In memory of Peter Wyngarde, debonair star behind Jason King
From the ghostly face at the window in The Innocents to suave spy Jason King in cult TV series Department S, Peter Wyngarde cut an irreplaceable dash in British films and TV of the 1960s and 70s.
Peter Wyngarde, who has died at the presumed age of 90, took the role of Jason King in the ITV series Department S (1969-70) because he relished its spirit of adventure. His own life was certainly far from dull and there are often conflicting versions of its key events in circulation. Debates rage about his parentage and date of birth, and whether the renowned French actor Louis Jouvet was his uncle.
But, wherever the truth lies, Wyngarde seemingly caught the acting bug while being interned by the Japanese in the Lunghua Civilian Assembly Centre near Shanghai, where he played all the characters in his own variation on Dr Jekyll and Mr Hyde.
Whether or not he quit law studies at Oxford or abandoned classmates Alan Bates, Albert Finney and Peter O’Toole at RADA (“if you learn too much, you become aware of it; it can become tedious”), Wyngarde’s career almost ended with his debut after he was fired from a 1947 production of Noël Coward’s Present Laughter. Yet, by the time Vivien Leigh gave him a second chance to make good on the stage in Duel of Angels (1958), he had palled up with Richard Burton in Robert Rossen’s Alexander the Great (1956) and become a heartthrob as Sydney Carton in a seven-part BBC serialisation of A Tale of Two Cities (1957).
Although he would seethe anarchist fury as Peter the Painter in Robert S. Barker and Monte Berman’s The Siege of Sidney Street (1960) and prove a hauntingly menacing presence as Peter Quint in Jack Clayton’s masterly Henry James adaptation, The Innocents (1961), Wyngarde found his métier on television rather than the big screen. Having impressed as Sir Roger Casement in On Trial (1960), he guested in a number of cult shows. As John Cleverly Catney, he led a latter-day incarnation of the Hellfire Club in the 1966 Avengers episode, ‘A Touch of Brimstone’, and, later the same year, crossed swords with Roger Moore as The Saint in ‘The Man Who Liked Lions’.
In 1967, Wyngarde’s Number Two tormented Patrick McGoohan during an human chess game in the ‘Checkmate’ instalment of The Prisoner.
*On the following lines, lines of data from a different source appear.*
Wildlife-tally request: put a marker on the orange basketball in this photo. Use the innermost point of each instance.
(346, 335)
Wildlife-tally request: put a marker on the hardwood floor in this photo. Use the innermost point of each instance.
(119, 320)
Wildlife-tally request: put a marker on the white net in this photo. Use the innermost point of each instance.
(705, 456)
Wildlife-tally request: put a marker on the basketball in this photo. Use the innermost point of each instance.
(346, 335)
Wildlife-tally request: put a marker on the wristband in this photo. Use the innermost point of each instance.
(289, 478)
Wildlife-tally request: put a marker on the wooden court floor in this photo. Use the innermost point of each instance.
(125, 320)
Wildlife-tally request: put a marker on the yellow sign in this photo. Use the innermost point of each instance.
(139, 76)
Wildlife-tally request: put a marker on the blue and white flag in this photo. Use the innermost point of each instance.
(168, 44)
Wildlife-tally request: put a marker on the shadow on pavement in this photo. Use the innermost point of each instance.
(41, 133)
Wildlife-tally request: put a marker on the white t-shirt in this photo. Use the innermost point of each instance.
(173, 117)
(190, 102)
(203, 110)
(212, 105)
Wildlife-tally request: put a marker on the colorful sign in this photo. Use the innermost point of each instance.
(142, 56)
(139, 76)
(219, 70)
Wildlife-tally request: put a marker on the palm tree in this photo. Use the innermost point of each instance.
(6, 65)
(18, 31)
He would also crop up in The Baron, I Spy, The Troubleshooters and The Champions before he was placed in charge of the Interpol unit charged with cracking cases that had left others baffled, in Department S. Modelling novelist-turned-sleuth Jason King on James Bond creator Ian Fleming, Wyngarde proved so suave and magnetic that he was invited to reprise the character in a 1971 spin-off series.
After one 26-show season, however, he tired of playing this “blasé idiot” who looked “like a Mexican expatriate” and spoke with an “awful English accent”. Yet it would remain Wyngarde’s most iconic role, even though he battled black magic in Sidney Hayers’s Night of the Eagle (1962), revelled in malevolence as secret police chief Klytus in Mike Hodges’ Flash Gordon (1980) and reeked of hypocrisy as a government grandee in James Marcus’s Tank Malling (1989).
He even confronted Peter Davison as the elder of a parched world in the 1984 Doctor Who storyline ‘Planet of Fire’, and enjoyed a degree of notoriety in 1998 when the press latched on to ‘Rape’, a track from a 1970 speak-sing album that had been reissued as When Sex Leers Its Inquisitive Head.
To the end, however, Wyngarde lived up to his definition of sophistication: “To be, but not seem to be.”